The equipment to fuse polypropylene pipe is designed to be lightweight and flexible enough to work in tight indoor spaces, but it still has the rugged reliability expected from a McElroy machine.
In 1997, McElroy introduced the TracStar 500, the first self-propelled, tracked fusion machine that eventually led to an entire line of tracked machines. They continue to build on the company’s history of innovation with new projects, such as the Talon 2000 – the largest machine it has ever built. The revolutionary design was drawn from the growing popularity of 2,000-mm pipe and has the ability to lift pipe from the ground, position it to be fused and move from joint to joint down the pipeline.
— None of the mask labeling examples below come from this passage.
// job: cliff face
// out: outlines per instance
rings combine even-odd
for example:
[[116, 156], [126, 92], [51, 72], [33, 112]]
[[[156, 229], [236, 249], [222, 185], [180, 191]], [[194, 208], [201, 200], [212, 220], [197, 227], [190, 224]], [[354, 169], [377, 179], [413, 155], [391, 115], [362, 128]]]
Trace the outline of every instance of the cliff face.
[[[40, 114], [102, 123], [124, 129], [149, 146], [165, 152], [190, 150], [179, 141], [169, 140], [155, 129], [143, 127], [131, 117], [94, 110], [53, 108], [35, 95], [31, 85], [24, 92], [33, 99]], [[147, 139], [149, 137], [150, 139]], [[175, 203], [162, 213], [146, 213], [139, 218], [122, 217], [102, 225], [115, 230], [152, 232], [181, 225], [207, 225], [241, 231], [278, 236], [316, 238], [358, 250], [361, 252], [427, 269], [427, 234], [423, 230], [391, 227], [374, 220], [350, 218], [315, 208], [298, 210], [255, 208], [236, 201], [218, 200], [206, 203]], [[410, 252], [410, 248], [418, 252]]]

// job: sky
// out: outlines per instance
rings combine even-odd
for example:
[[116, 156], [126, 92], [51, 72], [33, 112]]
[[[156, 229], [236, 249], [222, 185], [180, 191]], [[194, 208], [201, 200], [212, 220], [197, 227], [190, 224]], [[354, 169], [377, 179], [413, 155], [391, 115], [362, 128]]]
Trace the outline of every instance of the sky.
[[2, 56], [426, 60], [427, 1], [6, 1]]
One of McElroy’s many productivity products is the QuickCamp System, a lighted, insulated and climate-controlled enclosure that allows operators to fuse pipe day or night under all weather conditions. McElroy has focused on making all of its machines the most productive in the industry and in creating accessories, from pipe stands to pipe loading systems, to enhance that productivity.
McElroy also manufactures quality assurance accessories like the DataLogger series to help the industry show accountability of its work before pipelines are buried and the new online DataLogger Vault, which allows storage and analysis of fusion joint reports in the cloud.
New products created a demand for more manufacturing space. McElroy opened a second plant in 2006 followed by a third in 2013, specifically to assemble the large-diameter machines. McElroy is also expanding its reach in the thermoplastic market beyond high-density polyethylene (HDPE) and fusible PVC to include nylon-based pipes that carry higher pressure ratings.
The company continues to expand its fintube and pipe fusion products in new markets such as India, Australia, Russia and Brazil. McElroy has an extensive and growing distributor network in North America and a growing number of distributors internationally.
People remember Art McElroy walking around with a yellow legal pad and black felt-tip pen. He was always ready to jot down a new idea. He truly wanted to help people solve problems and give them the tools they needed to create the best infrastructure the world has to offer. That same calling holds true today at McElroy.
“Whether it’s underground, in the building or around the world, we stand for making a difference in the world through better infrastructure. We’re passionate about that mission,” Chip McElroy said.